What's your risk of contracting these viruses? About one in every 30,000 units transfused, says Horowitz. With the average transfusion at five units, the risk jumps to one in 6,000. Viruses have a window of opportunity because the body does not make enough antibodies to detect them until some time after the initial exposure. Questions about sexual behavior and drug use attempt to filter out risky donors, but a recent report in the Journal of the American Medical Association surveyed 35,000 people and found that one in 50 failed to mention a risk factor when they last gave blood.1 These omissions represent a potential public health problem and a major opportunity for VITEX.

"There's always a new virus, always a test sensitivity limit," says Horowitz. "So to achieve the 100 percent safety which we think the public really demands, we use viral inactivation." That's what V.I. Technologies stands for. VITEX was founded in 1995 as a for-profit spinoff of the New York Blood Center, the country's biggest independent blood distributor.
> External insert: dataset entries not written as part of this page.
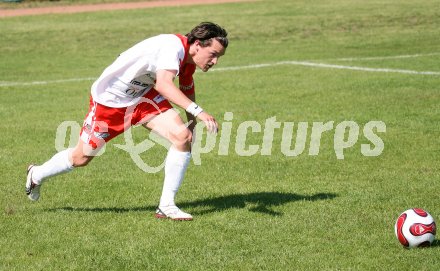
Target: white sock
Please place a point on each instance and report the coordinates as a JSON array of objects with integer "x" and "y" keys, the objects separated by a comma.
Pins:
[
  {"x": 175, "y": 167},
  {"x": 59, "y": 163}
]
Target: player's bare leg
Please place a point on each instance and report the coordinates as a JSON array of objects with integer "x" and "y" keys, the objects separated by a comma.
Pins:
[{"x": 170, "y": 126}]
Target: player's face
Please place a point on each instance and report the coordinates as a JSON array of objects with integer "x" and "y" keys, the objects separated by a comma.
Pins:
[{"x": 206, "y": 57}]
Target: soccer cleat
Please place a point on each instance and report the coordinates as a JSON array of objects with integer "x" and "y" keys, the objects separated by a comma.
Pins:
[
  {"x": 173, "y": 213},
  {"x": 32, "y": 189}
]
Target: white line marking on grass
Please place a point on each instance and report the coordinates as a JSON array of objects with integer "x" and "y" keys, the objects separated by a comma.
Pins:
[
  {"x": 34, "y": 83},
  {"x": 257, "y": 66},
  {"x": 385, "y": 57},
  {"x": 330, "y": 66}
]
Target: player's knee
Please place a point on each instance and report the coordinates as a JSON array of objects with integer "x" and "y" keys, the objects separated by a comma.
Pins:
[
  {"x": 80, "y": 160},
  {"x": 184, "y": 138}
]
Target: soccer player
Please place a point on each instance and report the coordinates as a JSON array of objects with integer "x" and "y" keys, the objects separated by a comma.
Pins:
[{"x": 137, "y": 88}]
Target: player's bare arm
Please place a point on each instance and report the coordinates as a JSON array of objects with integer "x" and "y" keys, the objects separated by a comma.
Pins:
[{"x": 165, "y": 86}]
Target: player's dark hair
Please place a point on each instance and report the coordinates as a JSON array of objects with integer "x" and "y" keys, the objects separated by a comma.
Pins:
[{"x": 207, "y": 31}]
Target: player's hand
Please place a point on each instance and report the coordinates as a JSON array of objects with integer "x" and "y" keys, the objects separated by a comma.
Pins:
[{"x": 210, "y": 122}]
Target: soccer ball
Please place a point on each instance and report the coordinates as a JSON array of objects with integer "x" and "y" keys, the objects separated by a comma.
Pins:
[{"x": 415, "y": 228}]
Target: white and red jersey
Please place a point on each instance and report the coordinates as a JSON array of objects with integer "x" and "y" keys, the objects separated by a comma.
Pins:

The ability to exterminate viruses, supported by a stable of nearly 30 patents, has allowed VITEX to assemble a wide range of safe blood products in or about to begin clinical trials, ranging from biological glues that could eliminate the need for surgical sutures to fresh frozen plasma for transfusions.

Horowitz compares the company's ability to vanquish viruses to "washing the dirt out of dirty clothes." He and a team of researchers developed a solvent-detergent process that literally soaps away the protective fatty envelope surrounding a virus. Naked, the virus fails to bind and infect cells.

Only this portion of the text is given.